Engineering the binding specificity of modular domains

设计模块化结构域的结合特异性

• 批准号: 8884297
• 负责人: Wei Wang
• 金额: $ 31.27万
• 依托单位: UNIVERSITY OF CALIFORNIA, SAN DIEGO
• 依托单位国家: 美国
• 财政年份: 2015
• 资助国家: 美国
• 起止时间: 2015-08-01 至 2019-06-30
• 项目状态: 已结题
• 来源: https://reporter.nih.gov/project-details/8884297
• 关键词: Acetylation; Affect; Affinity; Binding; Biological Assay; Biophysics; Cells; Chromatin Structure; Computer Simulation; Data; Deterioration; Disease; Engineering; Enhancers; Epigenetic Process; Event; Foundations; Functional disorder; Gene Expression; Goals; Heart; Histones; Human; In Vitro; Lead; Lysine; Measurement; Mediating; Methylation; Modification; Mutate; Mutation; Non-Histone Chromosomal Proteins; Peptides; Phosphorylated Peptide; Phosphorylation; Play; Positioning Attribute; Post-Translational Protein Processing; Property; Protein Engineering; Protein p53; Proteins; Proteome; Proteomics; Reader; Research; Role; Signal Transduction; Specificity; Tail; Tertiary Protein Structure; Testing; Therapeutic; Validation; Work; base; data modeling; design; flexibility; histone methylation; histone modification; improved; in vivo; insight; model building; novel therapeutics; preference; promoter; protein function; protein protein interaction; public health relevance; research study; src Homology Region 2 Domain; synthetic biology; tool; tumorigenesis

 DESCRIPTION (provided by applicant): Post translational modifications (PTMs) play critical roles in regulating protein functions and mediating protein-protein interaction. Deterioration of PTMs is known to cause many diseases. PTMs on histone tail peptides dictate chromatin structure remodeling and orchestrate gene expression, which is at the heart of epigenetics.

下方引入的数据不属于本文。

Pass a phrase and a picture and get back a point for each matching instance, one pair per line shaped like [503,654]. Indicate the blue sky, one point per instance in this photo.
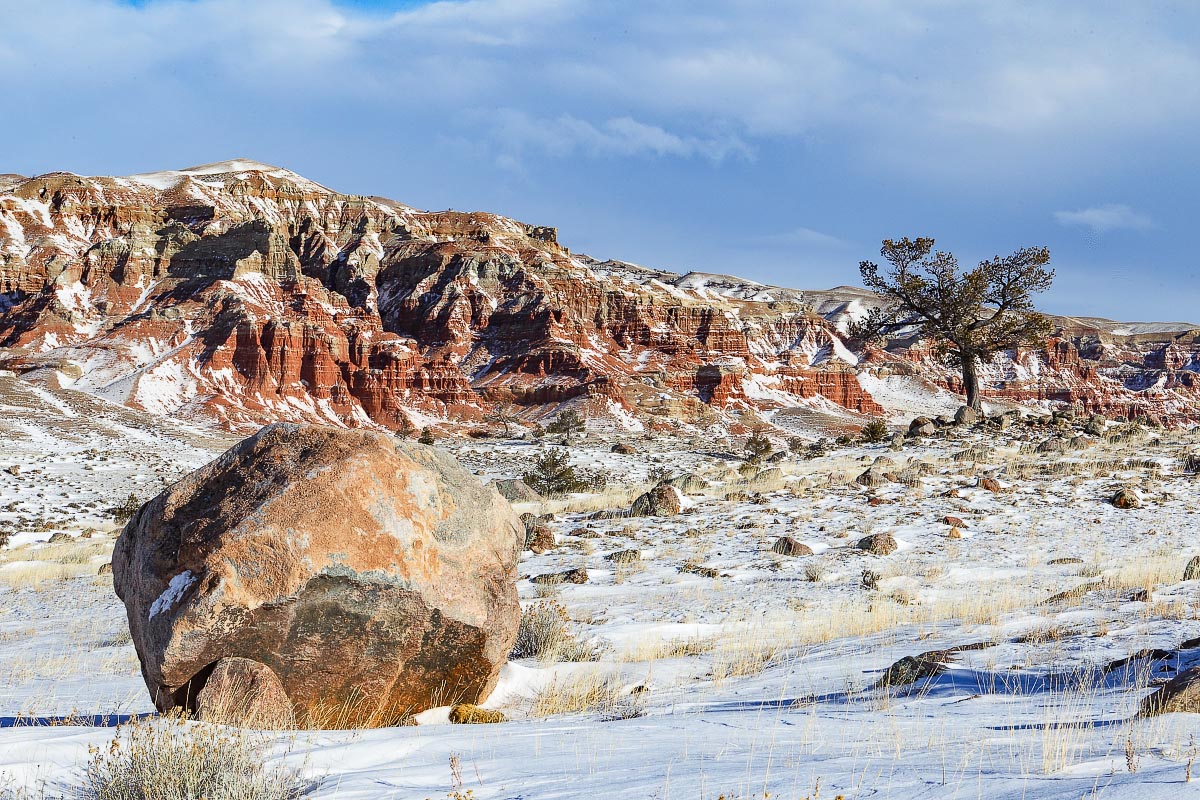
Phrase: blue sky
[772,139]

These histone modifications are recognized by reader proteins that often contain particular modular domains binding to specific PTMs such as chromodomains recognizing methylated Lysine. Understanding the mechanisms of how these PTMs are recognized and developing tools to manipulate such recognition are critical for developing new therapeutics. In the proposed research, we will develop and test an integrated approach that combines computational simulation and experimental validation to design the binding specificity between the modified peptides and their recognition domains. In Aim 1, we will engineer the binding interface residues of chromodomains to achieve the desired binding specificity. In Aim 2, we aim to engineer chromodomains' recognition of multiply-modified peptides. In Aim 3, we will test the generality of the proposed engineering strategy on another modular domain, PHD domain. Once the proposed research is completed, it will illustrate the recognition principles of modified peptides and demonstrates the possibility of manipulating such recognition, which opens a new avenue of rewiring signal transduction in epigenetics.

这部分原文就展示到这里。